In-depth investigation into defect-induced Raman lines in irradiated graphene

Identifying the type of structural defects and determining their concentration is crucial for effective defect engineering strategies since they govern various physical, chemical, and optoelectronic properties of graphene. Here, we study the effects of Ga ion irradiation on freestanding monolayer graphene, specifically focusing on the behavior of three defect-induced Raman lines (D, D' and (D+ D')). By employing a modified approach of the local activation model, we determine the key defect parameters of each line and show their dependence on different vibrational configurations of the iTO and iLO phonons emitted during scattering. The redshift of the lines and the broadening of their width, observed with an increase in the concentration of radiation defects over N_d ≈ 10¹³cm⁻², are explained by the tensile stress of the graphene film and a decrease in the phonon lifetime, respectively.

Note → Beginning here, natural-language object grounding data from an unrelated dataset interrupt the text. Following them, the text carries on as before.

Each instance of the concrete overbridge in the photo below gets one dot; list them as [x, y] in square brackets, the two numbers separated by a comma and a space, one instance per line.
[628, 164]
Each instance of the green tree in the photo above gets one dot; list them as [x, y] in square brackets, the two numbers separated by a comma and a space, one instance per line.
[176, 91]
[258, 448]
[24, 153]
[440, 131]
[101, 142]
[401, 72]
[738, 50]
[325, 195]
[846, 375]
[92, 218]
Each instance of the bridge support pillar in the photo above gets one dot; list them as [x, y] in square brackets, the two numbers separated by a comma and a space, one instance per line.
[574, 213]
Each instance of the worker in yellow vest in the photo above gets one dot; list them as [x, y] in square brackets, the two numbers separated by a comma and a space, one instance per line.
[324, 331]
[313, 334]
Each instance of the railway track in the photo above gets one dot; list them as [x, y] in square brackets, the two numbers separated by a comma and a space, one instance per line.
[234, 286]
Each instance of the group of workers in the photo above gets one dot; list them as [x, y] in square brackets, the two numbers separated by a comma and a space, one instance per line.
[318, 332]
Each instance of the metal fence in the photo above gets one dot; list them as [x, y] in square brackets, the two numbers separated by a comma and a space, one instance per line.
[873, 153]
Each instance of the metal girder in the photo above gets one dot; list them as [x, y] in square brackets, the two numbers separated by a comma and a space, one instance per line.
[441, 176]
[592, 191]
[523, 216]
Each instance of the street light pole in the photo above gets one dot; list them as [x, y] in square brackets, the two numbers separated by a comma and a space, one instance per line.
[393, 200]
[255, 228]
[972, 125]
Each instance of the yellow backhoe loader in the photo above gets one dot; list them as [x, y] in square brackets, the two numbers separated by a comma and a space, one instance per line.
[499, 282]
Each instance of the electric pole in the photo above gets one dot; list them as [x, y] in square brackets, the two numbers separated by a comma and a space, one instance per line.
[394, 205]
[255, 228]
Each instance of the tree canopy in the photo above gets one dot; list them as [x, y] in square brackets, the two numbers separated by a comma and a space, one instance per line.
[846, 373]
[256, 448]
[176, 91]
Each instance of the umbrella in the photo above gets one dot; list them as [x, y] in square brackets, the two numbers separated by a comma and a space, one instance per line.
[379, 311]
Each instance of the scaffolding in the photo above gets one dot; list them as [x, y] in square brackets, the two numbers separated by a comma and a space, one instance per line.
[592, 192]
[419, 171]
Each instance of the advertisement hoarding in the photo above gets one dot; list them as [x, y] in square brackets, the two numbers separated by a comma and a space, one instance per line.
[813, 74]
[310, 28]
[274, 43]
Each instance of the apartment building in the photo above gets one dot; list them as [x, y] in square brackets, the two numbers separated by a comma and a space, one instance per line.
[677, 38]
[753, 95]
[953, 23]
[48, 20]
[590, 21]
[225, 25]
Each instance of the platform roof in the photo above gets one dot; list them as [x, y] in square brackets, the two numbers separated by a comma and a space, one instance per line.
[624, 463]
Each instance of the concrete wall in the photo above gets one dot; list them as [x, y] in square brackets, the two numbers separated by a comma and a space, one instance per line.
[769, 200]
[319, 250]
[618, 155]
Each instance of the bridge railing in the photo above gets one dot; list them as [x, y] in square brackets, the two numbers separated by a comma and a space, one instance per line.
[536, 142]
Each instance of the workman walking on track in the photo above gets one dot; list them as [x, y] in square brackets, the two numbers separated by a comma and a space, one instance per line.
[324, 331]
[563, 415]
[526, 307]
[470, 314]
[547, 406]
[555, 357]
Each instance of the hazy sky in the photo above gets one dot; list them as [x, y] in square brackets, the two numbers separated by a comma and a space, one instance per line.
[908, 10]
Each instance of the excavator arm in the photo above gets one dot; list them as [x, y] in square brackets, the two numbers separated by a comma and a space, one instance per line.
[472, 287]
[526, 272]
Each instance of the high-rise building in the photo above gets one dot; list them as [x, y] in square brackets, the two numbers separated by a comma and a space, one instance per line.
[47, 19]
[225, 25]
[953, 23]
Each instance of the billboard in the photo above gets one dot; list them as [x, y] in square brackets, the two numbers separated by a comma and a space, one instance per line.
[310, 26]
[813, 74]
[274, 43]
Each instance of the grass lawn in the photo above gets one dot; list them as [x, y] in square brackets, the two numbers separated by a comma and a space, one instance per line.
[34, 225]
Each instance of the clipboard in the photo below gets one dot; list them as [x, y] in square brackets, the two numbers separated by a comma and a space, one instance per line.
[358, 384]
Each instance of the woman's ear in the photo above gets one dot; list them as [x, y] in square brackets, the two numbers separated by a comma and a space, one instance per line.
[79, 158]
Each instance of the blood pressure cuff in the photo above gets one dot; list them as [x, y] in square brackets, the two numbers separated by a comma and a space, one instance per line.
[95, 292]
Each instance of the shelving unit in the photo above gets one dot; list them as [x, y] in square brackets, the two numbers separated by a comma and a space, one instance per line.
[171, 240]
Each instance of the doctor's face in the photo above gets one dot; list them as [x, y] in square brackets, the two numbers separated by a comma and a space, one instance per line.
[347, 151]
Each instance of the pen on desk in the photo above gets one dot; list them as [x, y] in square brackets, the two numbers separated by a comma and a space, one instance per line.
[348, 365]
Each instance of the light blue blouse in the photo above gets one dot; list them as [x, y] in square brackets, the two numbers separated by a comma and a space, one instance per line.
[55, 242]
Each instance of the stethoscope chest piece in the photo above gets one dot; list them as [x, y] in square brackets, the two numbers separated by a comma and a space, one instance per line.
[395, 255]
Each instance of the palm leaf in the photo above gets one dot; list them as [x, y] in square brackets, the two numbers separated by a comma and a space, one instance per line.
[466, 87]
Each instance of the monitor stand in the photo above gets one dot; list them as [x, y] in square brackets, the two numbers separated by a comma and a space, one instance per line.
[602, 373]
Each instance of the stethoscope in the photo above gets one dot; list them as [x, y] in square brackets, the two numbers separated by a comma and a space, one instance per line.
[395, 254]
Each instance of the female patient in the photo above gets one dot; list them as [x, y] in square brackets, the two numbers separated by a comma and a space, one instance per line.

The resulting intensity ratio I(D)/I(D') of 9.7 in samples with different defect densities is consistent with theoretical predictions for vacancy-like defects with a predominance of double vacancies. Our findings provide valuable insights into the underlying mechanisms driving defect-induced Raman scattering in graphene, thereby contributing to an enhanced understanding of defect engineering for diverse applications, such as next-generation electronics, sensing devices, and energy storage systems.